Levy keeps things moving with direction that's efficient and unobtrusive, although the action scenes are staged with a surprising inventiveness.
Meanwhile, Klausner's script makes some telling observations even when the narrative wobbles. But it's the cast that makes this worth seeing, from Carrell and especially Fey's impeccable timing to the gang of up-for-it A-list supporting actors, all of whom gleefully dive into their roles and keep us laughing.
Clearly much of the dialog was improvised, although the closing-credits outtakes show how much funnier it could have been without the constraints of the story and studio. Yes, there's a loud groan whenever the plot needs to be pushed into the next ludicrous set piece, and the whole thing feels far too violent for a comedy. But there are genius moments along the way, including Fey's relentless flirtation with Wahlberg, Franco and Kunis' hysterically obtuse low-lifes, and the scene in which Fey and Carell engage in some media-crowd roleplay to get into a restaurant (although their stripper pole routine is a bit embarrassing).

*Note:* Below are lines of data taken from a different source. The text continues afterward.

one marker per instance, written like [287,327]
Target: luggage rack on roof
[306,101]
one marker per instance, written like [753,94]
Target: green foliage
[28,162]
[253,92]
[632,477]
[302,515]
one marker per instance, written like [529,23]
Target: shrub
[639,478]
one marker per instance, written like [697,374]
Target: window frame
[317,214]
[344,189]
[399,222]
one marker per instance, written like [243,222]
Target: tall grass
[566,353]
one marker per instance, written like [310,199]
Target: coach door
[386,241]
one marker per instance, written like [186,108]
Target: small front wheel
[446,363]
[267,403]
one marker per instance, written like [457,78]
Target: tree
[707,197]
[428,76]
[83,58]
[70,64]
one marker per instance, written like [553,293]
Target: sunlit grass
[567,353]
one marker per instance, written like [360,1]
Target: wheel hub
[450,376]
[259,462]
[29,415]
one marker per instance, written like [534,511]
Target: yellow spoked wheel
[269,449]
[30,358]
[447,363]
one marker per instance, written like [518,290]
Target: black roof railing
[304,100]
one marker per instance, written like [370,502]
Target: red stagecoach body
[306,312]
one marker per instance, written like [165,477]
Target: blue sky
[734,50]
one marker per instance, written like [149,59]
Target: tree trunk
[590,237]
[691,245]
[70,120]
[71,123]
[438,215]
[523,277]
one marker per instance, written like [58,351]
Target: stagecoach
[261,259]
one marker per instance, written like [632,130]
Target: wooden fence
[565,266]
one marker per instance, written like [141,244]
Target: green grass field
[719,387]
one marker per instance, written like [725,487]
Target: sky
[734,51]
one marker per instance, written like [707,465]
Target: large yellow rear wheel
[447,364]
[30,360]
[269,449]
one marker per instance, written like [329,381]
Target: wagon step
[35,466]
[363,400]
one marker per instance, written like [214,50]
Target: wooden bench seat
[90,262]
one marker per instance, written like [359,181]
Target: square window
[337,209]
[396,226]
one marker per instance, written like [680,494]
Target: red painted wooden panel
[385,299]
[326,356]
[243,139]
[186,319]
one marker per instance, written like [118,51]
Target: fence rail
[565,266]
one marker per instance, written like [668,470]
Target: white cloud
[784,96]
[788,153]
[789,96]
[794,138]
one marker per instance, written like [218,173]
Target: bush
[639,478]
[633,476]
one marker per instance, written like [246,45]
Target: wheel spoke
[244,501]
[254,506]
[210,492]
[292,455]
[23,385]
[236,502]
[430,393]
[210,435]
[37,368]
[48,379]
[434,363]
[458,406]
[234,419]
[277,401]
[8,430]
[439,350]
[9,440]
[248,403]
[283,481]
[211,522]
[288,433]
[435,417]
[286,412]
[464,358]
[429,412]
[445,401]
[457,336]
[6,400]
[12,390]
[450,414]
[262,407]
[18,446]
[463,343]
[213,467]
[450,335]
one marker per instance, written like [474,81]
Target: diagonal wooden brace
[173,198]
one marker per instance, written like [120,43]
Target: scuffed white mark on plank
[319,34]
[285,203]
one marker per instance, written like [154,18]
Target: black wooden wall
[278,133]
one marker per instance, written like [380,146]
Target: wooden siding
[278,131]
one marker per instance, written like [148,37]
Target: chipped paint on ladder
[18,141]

But what makes the film more than just fluff is its gently astute portrayal of a couple who has let the fire go out of their relationship, even though they're still very happy together. It's a little difficult to imagine the inventively hilarious Carrell and Fey as people who have trouble finding that spark, but it's certainly good fun watching Phil and Claire rediscover it.